Full Stop! No one from the Governors office suggested Publix. It’s just
absolute malarkey.” Moskowitz, note, is no ideological ally of Governor
DeSantis. On the contrary: He describes
himself as a “progressive,” served as a
Democrat in the Florida legislature until 2019, and has worked in various
capacities for Al Gore, Joe Lieberman, and Barack Obama. His father, Michael,
is one of the top Democratic fundraisers in the state.
Unlike the producers of 60 Minutes,
however, Jared Moskowitz is not a liar.
Alas, he is fighting against the
tide. 60 Minutes’ lies will now be laundered and repeated until, in
millions of minds around the country, they are habitually referenced as
“facts.” In that status they will be joined by the oft-repeated lie that
Florida has been “cooking its books,” which it has not. From the moment the
pandemic began, the mainstream press has proven itself incapable of writing
about Florida as anything less than a mysterious, godforsaken backwater that,
somehow, has managed to stumble through this crisis despite itself. That
Florida ranks in the middle of the pack for deaths, despite having the
fourth-oldest population in the country and being the destination of choice for
young people, seems not to matter. Nor do many commentators seem much to care
that Florida has done this while managing to stay largely open; that there have
been real, verifiable, and under-covered scandals elsewhere; that the most
populous state in the union is holding a recall election for its governor over
his COVID response; or that, at the moment the 60 Minutes segment
ran, it was not Florida that was in crisis, but Michigan.

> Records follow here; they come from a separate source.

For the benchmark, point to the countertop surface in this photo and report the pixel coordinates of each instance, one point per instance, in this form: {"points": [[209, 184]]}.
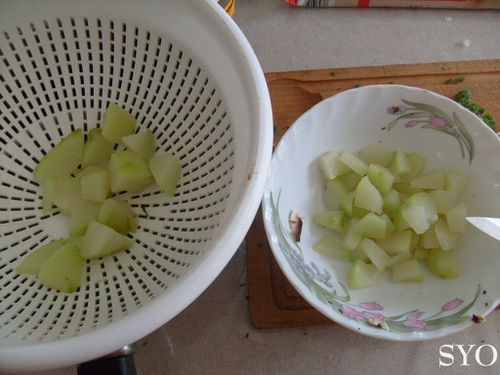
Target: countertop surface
{"points": [[214, 335]]}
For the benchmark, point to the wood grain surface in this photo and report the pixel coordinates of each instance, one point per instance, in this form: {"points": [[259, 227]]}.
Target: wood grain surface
{"points": [[273, 302]]}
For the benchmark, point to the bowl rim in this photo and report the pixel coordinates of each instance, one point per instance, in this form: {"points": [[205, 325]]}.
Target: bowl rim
{"points": [[414, 336], [148, 318]]}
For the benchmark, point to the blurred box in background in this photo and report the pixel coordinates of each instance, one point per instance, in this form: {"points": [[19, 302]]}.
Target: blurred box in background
{"points": [[450, 4]]}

In part, this monomaniacal failure of
imagination has been the product of the false reputation that Florida enjoys
among a certain sort of sneering Acela-corridor journalist. Bubbling below the
surface of all of last year’s coverage has been an unlovely implication: “That guy,
in that state? Something tricky must be going on.” Last
night, 60 Minutes made that explicit.
As it turned out, though, it wasn’t
DeSantis who was playing games with the truth. It was CBS.